The transition to virtual poetry festivals over the past two years has allowed Matwaala to attract a larger national and international audience. While the organization may resume some in-person events, it plans to also continue virtual programs to maintain the audience it has built. With these solidarity programs, Matwaala saw a demographic shift in its audience. Previously Matwaala’s audience was “mostly South Asian and white,” according to Venkateswaran, whereas its Native American poetry event engaged many in the Shinnecock Reservation in eastern Long Island as well as the poets’ friends and colleagues in Native American communities across the country.

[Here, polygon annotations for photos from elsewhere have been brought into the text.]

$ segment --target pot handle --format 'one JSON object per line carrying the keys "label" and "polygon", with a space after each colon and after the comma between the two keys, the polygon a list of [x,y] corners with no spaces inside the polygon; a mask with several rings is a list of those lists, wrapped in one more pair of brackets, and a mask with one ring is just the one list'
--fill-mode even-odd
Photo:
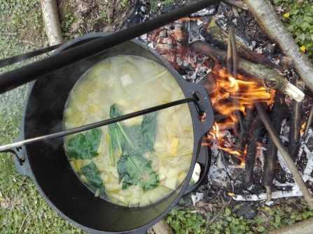
{"label": "pot handle", "polygon": [[[213,113],[212,105],[209,98],[207,89],[203,85],[196,83],[186,82],[185,87],[188,97],[195,96],[197,103],[190,103],[190,112],[194,123],[194,133],[196,139],[200,139],[204,134],[207,133],[214,123],[214,115]],[[204,119],[200,118],[197,108],[203,112]]]}
{"label": "pot handle", "polygon": [[[13,140],[13,142],[24,140],[24,134],[20,133],[20,135]],[[22,175],[32,177],[30,165],[28,161],[28,159],[26,156],[26,147],[25,146],[22,146],[18,148],[10,149],[10,152],[13,154],[13,159],[18,173]]]}

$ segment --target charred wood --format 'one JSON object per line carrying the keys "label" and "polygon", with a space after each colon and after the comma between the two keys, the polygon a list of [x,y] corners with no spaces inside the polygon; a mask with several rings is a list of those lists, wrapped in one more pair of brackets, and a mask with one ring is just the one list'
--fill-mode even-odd
{"label": "charred wood", "polygon": [[260,136],[262,126],[262,120],[260,118],[260,115],[258,114],[252,122],[251,127],[251,138],[248,142],[246,168],[242,178],[244,184],[248,190],[252,189],[253,169],[256,163],[256,141]]}
{"label": "charred wood", "polygon": [[287,149],[286,149],[285,146],[281,142],[279,134],[274,129],[274,126],[272,124],[270,117],[265,113],[261,103],[256,103],[255,105],[258,110],[258,112],[260,114],[260,117],[262,119],[262,122],[263,122],[271,138],[273,139],[273,141],[274,142],[278,150],[279,150],[280,153],[281,154],[281,156],[283,156],[286,164],[287,165],[292,175],[293,176],[295,182],[298,184],[301,192],[303,193],[305,200],[311,207],[313,207],[313,197],[312,196],[310,191],[307,189],[307,187],[305,185],[305,183],[303,181],[303,179],[299,171],[298,170],[295,163],[292,160],[291,157],[288,153]]}
{"label": "charred wood", "polygon": [[291,32],[284,26],[269,1],[244,0],[264,32],[275,41],[284,53],[293,61],[298,74],[307,88],[313,92],[313,64],[302,52]]}
{"label": "charred wood", "polygon": [[313,118],[313,105],[311,105],[311,108],[309,109],[309,117],[307,117],[307,126],[305,126],[305,131],[304,135],[304,139],[305,140],[307,140],[307,137],[309,133],[309,127],[311,126],[312,118]]}
{"label": "charred wood", "polygon": [[246,4],[242,1],[236,1],[236,0],[224,0],[223,1],[225,3],[232,5],[234,6],[237,6],[239,8],[242,8],[244,10],[248,10],[248,6]]}
{"label": "charred wood", "polygon": [[[218,63],[225,64],[226,52],[211,45],[202,41],[195,41],[190,43],[190,50],[217,59]],[[255,64],[247,60],[238,57],[238,73],[249,78],[260,85],[267,87],[279,90],[298,101],[303,99],[304,94],[284,78],[284,75],[277,70],[270,70],[261,64]]]}
{"label": "charred wood", "polygon": [[[272,111],[272,122],[277,134],[280,133],[281,120],[286,118],[288,111],[288,108],[285,103],[285,95],[282,92],[277,91]],[[269,140],[261,180],[262,184],[266,189],[267,202],[272,199],[271,188],[274,180],[275,165],[277,161],[277,147],[272,137],[270,137]]]}
{"label": "charred wood", "polygon": [[[201,34],[214,45],[223,50],[226,50],[228,35],[216,24],[216,20],[212,19],[211,22],[203,24]],[[266,57],[256,53],[239,42],[236,41],[236,45],[239,57],[255,64],[262,64],[267,68],[283,71],[280,66],[271,62]]]}
{"label": "charred wood", "polygon": [[[295,85],[301,91],[305,89],[305,83],[295,80]],[[298,159],[300,145],[302,101],[298,103],[292,101],[291,114],[290,117],[289,145],[288,151],[291,159],[295,161]]]}

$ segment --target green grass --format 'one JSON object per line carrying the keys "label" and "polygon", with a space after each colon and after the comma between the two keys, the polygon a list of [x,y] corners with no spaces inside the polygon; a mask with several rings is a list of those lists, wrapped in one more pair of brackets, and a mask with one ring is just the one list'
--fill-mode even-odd
{"label": "green grass", "polygon": [[[0,59],[48,45],[37,0],[0,0]],[[0,68],[0,73],[28,62]],[[0,94],[0,145],[19,134],[28,85]],[[0,233],[82,233],[57,215],[33,182],[18,173],[12,154],[0,153]]]}
{"label": "green grass", "polygon": [[[121,3],[127,2],[123,1]],[[287,4],[286,1],[276,2]],[[293,6],[296,4],[296,1],[292,0],[291,2],[293,5],[291,4],[286,10],[290,10],[291,19],[296,21],[293,15],[300,13],[293,9]],[[70,17],[65,19],[67,22],[63,22],[64,30],[73,21]],[[310,20],[307,17],[306,19]],[[0,59],[48,45],[43,32],[38,0],[0,0]],[[287,20],[284,20],[286,22]],[[302,28],[311,30],[305,25]],[[298,27],[301,28],[299,25],[293,27],[297,30]],[[302,36],[301,34],[300,36]],[[303,34],[305,38],[307,39],[303,41],[306,43],[306,52],[309,55],[312,54],[312,47],[309,45],[312,41],[308,41],[309,37],[307,36],[306,30]],[[295,34],[295,37],[298,36]],[[18,63],[8,68],[0,68],[0,73],[25,64]],[[11,142],[20,133],[27,89],[28,85],[26,85],[0,94],[0,145]],[[39,193],[32,181],[18,173],[12,154],[8,153],[0,153],[0,233],[85,233],[57,215]],[[230,208],[232,206],[230,205],[216,221],[207,228],[209,220],[221,207],[221,201],[212,201],[212,204],[215,205],[213,205],[212,212],[205,214],[194,214],[195,209],[185,205],[182,200],[181,204],[169,214],[167,221],[177,233],[239,233],[244,230],[246,233],[262,233],[305,219],[313,214],[305,203],[297,205],[300,207],[298,210],[291,209],[290,205],[286,204],[272,208],[260,206],[256,218],[247,221],[237,217],[232,211],[234,207]]]}

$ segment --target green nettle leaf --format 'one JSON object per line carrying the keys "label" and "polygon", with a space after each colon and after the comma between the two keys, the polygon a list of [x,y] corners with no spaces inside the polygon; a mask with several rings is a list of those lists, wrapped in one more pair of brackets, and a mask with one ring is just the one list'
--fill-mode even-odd
{"label": "green nettle leaf", "polygon": [[151,161],[141,155],[124,155],[118,161],[118,172],[123,189],[131,185],[139,184],[144,191],[153,189],[160,183],[158,174],[151,167]]}
{"label": "green nettle leaf", "polygon": [[91,186],[98,189],[101,193],[102,193],[104,196],[106,196],[98,168],[93,161],[91,161],[91,163],[88,165],[82,166],[81,168],[81,170]]}
{"label": "green nettle leaf", "polygon": [[67,149],[69,158],[90,159],[97,156],[102,133],[100,129],[92,129],[85,134],[79,133],[71,138]]}

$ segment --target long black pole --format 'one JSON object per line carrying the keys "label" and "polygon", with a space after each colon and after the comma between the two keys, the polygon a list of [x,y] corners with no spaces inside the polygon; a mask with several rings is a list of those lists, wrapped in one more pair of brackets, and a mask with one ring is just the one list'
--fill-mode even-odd
{"label": "long black pole", "polygon": [[221,0],[200,1],[138,25],[118,31],[0,75],[0,94],[97,54],[111,47],[132,40],[220,1]]}
{"label": "long black pole", "polygon": [[30,58],[32,58],[34,57],[45,54],[48,52],[53,51],[54,50],[57,49],[59,47],[62,45],[64,43],[60,43],[55,45],[51,45],[49,47],[46,47],[44,48],[39,49],[36,50],[33,50],[31,52],[28,52],[26,53],[24,53],[22,54],[18,54],[15,56],[11,57],[9,58],[4,59],[0,60],[0,68],[5,67],[8,65],[13,64],[15,63],[17,63],[18,61],[21,61],[25,59],[28,59]]}
{"label": "long black pole", "polygon": [[197,99],[195,98],[188,98],[174,101],[167,103],[165,104],[153,106],[152,108],[146,108],[146,109],[144,109],[142,110],[139,110],[139,111],[134,112],[133,113],[130,113],[130,114],[121,115],[121,116],[119,116],[119,117],[117,117],[115,118],[111,118],[111,119],[106,119],[106,120],[99,121],[96,123],[78,126],[77,128],[65,130],[63,131],[51,133],[49,135],[41,136],[38,136],[36,138],[27,139],[27,140],[24,140],[19,141],[17,142],[14,142],[14,143],[1,145],[1,146],[0,146],[0,152],[8,152],[11,149],[18,148],[20,147],[32,144],[32,143],[37,142],[39,141],[51,140],[51,139],[63,137],[63,136],[74,134],[74,133],[79,133],[81,131],[91,129],[95,129],[95,128],[97,128],[97,127],[99,127],[102,126],[105,126],[105,125],[116,123],[118,122],[131,119],[131,118],[139,116],[139,115],[148,114],[148,113],[151,113],[151,112],[153,112],[155,111],[163,110],[163,109],[168,108],[170,108],[170,107],[172,107],[174,105],[181,105],[183,103],[190,103],[190,102],[193,102],[195,105],[197,105]]}

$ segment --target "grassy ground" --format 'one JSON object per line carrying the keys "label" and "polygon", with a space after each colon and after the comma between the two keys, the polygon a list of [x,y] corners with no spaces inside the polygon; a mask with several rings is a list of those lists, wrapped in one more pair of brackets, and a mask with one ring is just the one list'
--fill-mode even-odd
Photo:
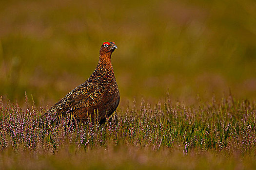
{"label": "grassy ground", "polygon": [[[0,0],[0,169],[253,169],[256,16],[254,0]],[[47,126],[106,41],[118,121]]]}
{"label": "grassy ground", "polygon": [[254,169],[256,103],[232,96],[198,102],[142,99],[104,125],[74,126],[65,118],[51,125],[42,107],[23,110],[1,101],[0,168]]}

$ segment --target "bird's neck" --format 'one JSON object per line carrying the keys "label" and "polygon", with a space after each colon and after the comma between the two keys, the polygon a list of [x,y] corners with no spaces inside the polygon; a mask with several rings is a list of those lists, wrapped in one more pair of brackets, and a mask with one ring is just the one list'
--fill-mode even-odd
{"label": "bird's neck", "polygon": [[111,54],[99,55],[97,68],[99,69],[102,69],[103,71],[106,71],[107,70],[111,73],[114,73],[112,64],[111,64]]}

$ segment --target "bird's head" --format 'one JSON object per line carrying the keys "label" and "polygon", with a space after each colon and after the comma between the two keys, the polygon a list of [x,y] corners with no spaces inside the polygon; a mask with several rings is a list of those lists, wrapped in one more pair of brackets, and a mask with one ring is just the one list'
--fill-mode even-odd
{"label": "bird's head", "polygon": [[99,50],[99,53],[100,54],[111,54],[114,52],[115,50],[117,49],[118,47],[115,44],[115,42],[105,42],[101,45],[100,50]]}

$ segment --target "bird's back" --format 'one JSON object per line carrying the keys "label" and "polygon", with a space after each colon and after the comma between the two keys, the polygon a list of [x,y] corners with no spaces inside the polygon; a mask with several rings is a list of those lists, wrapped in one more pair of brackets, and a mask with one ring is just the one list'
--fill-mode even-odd
{"label": "bird's back", "polygon": [[[116,47],[114,43],[112,45]],[[88,79],[51,107],[53,117],[69,112],[79,121],[97,119],[102,122],[116,110],[120,97],[113,67],[107,61],[111,53],[108,56],[100,53],[97,67]]]}

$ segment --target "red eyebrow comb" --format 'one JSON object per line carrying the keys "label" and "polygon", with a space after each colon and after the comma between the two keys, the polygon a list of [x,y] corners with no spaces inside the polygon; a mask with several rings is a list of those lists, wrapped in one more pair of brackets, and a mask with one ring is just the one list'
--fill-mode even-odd
{"label": "red eyebrow comb", "polygon": [[109,43],[109,42],[106,41],[106,42],[104,42],[104,43],[103,43],[103,45],[105,45],[105,44],[107,44],[107,45],[109,45],[109,44],[110,44],[110,43]]}

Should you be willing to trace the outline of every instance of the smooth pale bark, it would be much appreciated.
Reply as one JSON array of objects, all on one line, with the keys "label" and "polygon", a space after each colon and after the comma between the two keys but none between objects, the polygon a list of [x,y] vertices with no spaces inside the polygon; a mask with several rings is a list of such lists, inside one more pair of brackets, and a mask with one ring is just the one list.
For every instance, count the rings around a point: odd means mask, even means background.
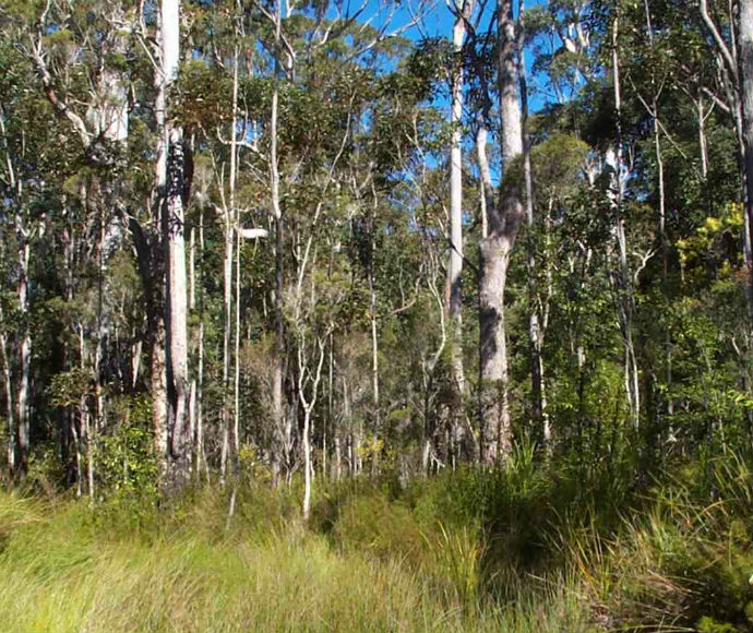
[{"label": "smooth pale bark", "polygon": [[631,419],[633,427],[638,428],[641,415],[641,391],[638,385],[638,368],[635,356],[635,345],[633,343],[633,316],[635,313],[635,299],[633,297],[633,284],[628,263],[628,236],[625,234],[625,218],[622,214],[622,199],[624,189],[624,178],[622,174],[622,95],[620,84],[620,60],[619,60],[619,39],[620,22],[615,16],[612,22],[612,88],[615,115],[615,148],[607,153],[607,164],[612,171],[611,201],[614,208],[614,239],[618,246],[618,271],[617,271],[617,303],[618,319],[622,332],[622,343],[624,348],[624,383],[625,395],[630,405]]},{"label": "smooth pale bark", "polygon": [[0,306],[0,362],[2,362],[2,379],[5,387],[5,418],[8,423],[8,446],[5,452],[8,469],[13,475],[15,467],[15,415],[13,411],[13,380],[8,357],[8,335],[4,327],[2,306]]},{"label": "smooth pale bark", "polygon": [[[740,103],[742,110],[743,159],[745,177],[745,217],[748,239],[753,244],[753,0],[740,0],[738,55]],[[749,261],[749,299],[753,315],[753,261]],[[753,323],[751,324],[753,329]]]},{"label": "smooth pale bark", "polygon": [[[312,485],[312,465],[311,465],[311,413],[316,405],[316,397],[319,394],[319,383],[322,379],[322,367],[324,366],[324,349],[326,336],[318,338],[316,344],[316,369],[311,371],[311,367],[307,363],[306,357],[306,338],[300,337],[298,346],[298,398],[303,407],[303,519],[308,521],[311,515],[311,485]],[[311,385],[311,396],[307,399],[306,387]]]},{"label": "smooth pale bark", "polygon": [[273,479],[277,483],[279,469],[285,463],[289,474],[289,451],[292,446],[292,425],[285,419],[285,408],[283,403],[284,380],[285,380],[285,315],[283,313],[283,285],[285,274],[285,260],[283,248],[284,226],[283,207],[279,199],[279,158],[277,156],[277,120],[279,100],[279,60],[282,25],[283,25],[283,0],[277,0],[275,4],[275,75],[272,87],[272,111],[270,116],[270,196],[272,200],[272,213],[275,224],[275,367],[272,377],[272,411],[275,421],[275,432],[278,435],[278,446],[273,455]]},{"label": "smooth pale bark", "polygon": [[22,319],[21,334],[21,380],[19,382],[19,396],[16,408],[16,471],[23,477],[28,469],[28,390],[32,373],[32,326],[28,314],[28,264],[31,247],[28,241],[20,237],[19,268],[20,278],[16,287],[19,311]]},{"label": "smooth pale bark", "polygon": [[447,313],[452,323],[450,356],[453,372],[455,396],[452,411],[453,442],[461,444],[464,416],[465,371],[463,367],[463,86],[462,64],[463,40],[465,39],[465,20],[473,11],[473,0],[455,2],[455,24],[453,25],[453,52],[455,55],[452,77],[452,126],[450,150],[450,261],[447,265]]},{"label": "smooth pale bark", "polygon": [[[500,138],[506,171],[523,154],[518,51],[512,0],[499,1],[497,17],[500,34]],[[499,203],[487,204],[487,214],[489,235],[481,240],[479,287],[481,459],[493,464],[504,461],[512,449],[504,291],[510,254],[525,216],[517,183],[505,181]]]},{"label": "smooth pale bark", "polygon": [[[518,15],[523,15],[524,3],[519,0]],[[522,20],[522,17],[521,17]],[[530,396],[533,408],[533,421],[540,427],[541,441],[546,455],[551,453],[551,428],[549,416],[543,410],[543,358],[541,347],[543,344],[543,333],[539,320],[539,298],[537,285],[536,266],[536,240],[534,236],[534,181],[530,166],[530,141],[528,136],[528,86],[526,81],[525,51],[523,48],[523,24],[518,33],[518,74],[521,79],[521,109],[523,110],[522,132],[523,132],[523,179],[525,184],[526,200],[526,227],[528,229],[527,240],[527,264],[528,264],[528,346],[530,351]]]},{"label": "smooth pale bark", "polygon": [[[162,2],[162,81],[159,91],[165,93],[176,79],[180,61],[180,2]],[[167,356],[168,375],[168,462],[169,482],[182,487],[189,475],[188,408],[188,291],[186,275],[186,239],[183,195],[184,147],[183,132],[174,126],[163,111],[165,143],[165,170],[159,189],[163,195],[163,234],[167,259]],[[163,174],[158,175],[163,177]]]}]

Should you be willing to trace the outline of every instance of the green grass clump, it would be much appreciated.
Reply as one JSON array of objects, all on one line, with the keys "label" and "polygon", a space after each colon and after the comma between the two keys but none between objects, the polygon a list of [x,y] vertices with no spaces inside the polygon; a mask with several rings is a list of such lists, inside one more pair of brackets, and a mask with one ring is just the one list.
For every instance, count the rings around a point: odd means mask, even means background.
[{"label": "green grass clump", "polygon": [[525,455],[397,489],[0,493],[0,633],[753,631],[751,461],[610,498]]}]

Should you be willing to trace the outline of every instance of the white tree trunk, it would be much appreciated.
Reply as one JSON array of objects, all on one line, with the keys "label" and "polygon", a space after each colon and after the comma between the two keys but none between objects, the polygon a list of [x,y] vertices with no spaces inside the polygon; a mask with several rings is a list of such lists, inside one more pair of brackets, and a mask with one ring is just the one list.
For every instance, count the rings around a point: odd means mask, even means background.
[{"label": "white tree trunk", "polygon": [[[518,51],[512,0],[499,0],[498,25],[500,115],[503,167],[523,153]],[[487,201],[488,203],[489,201]],[[481,458],[491,464],[505,459],[512,449],[509,406],[507,344],[504,290],[510,254],[524,217],[517,183],[506,182],[500,200],[488,206],[489,235],[481,241],[480,365]]]},{"label": "white tree trunk", "polygon": [[[180,61],[180,1],[162,2],[162,70],[159,85],[165,93],[176,79]],[[164,112],[165,172],[162,182],[163,229],[167,256],[167,342],[169,348],[168,377],[169,457],[171,485],[181,487],[188,477],[188,292],[184,239],[184,147],[183,132],[174,126]],[[160,174],[162,176],[162,174]]]}]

At the conclusion of each program, Akella and Venkateswaran hold discussions with each poet to engage in questions of craft and the thematic threads of the poems. These conversations—and the dialogues the readings build more broadly—reflect Matwaala’s directors’ fundamental belief that we can only flourish when we think and act collectively. “Very long ago,” Akella says, “I understood that for me personally, success did not mean forging ahead alone; it always had a component of community and activism.”
Swati Khurana is a New York City–based writer, artist, and tarot reader, and the flash fiction editor at the Margins, a publication of the Asian American Writers’ Workshop. Her writing has been featured in the New York Times and Guernica, and she has received fellowships from the New York Foundation for the Arts, the Center for Fiction, and Kundiman.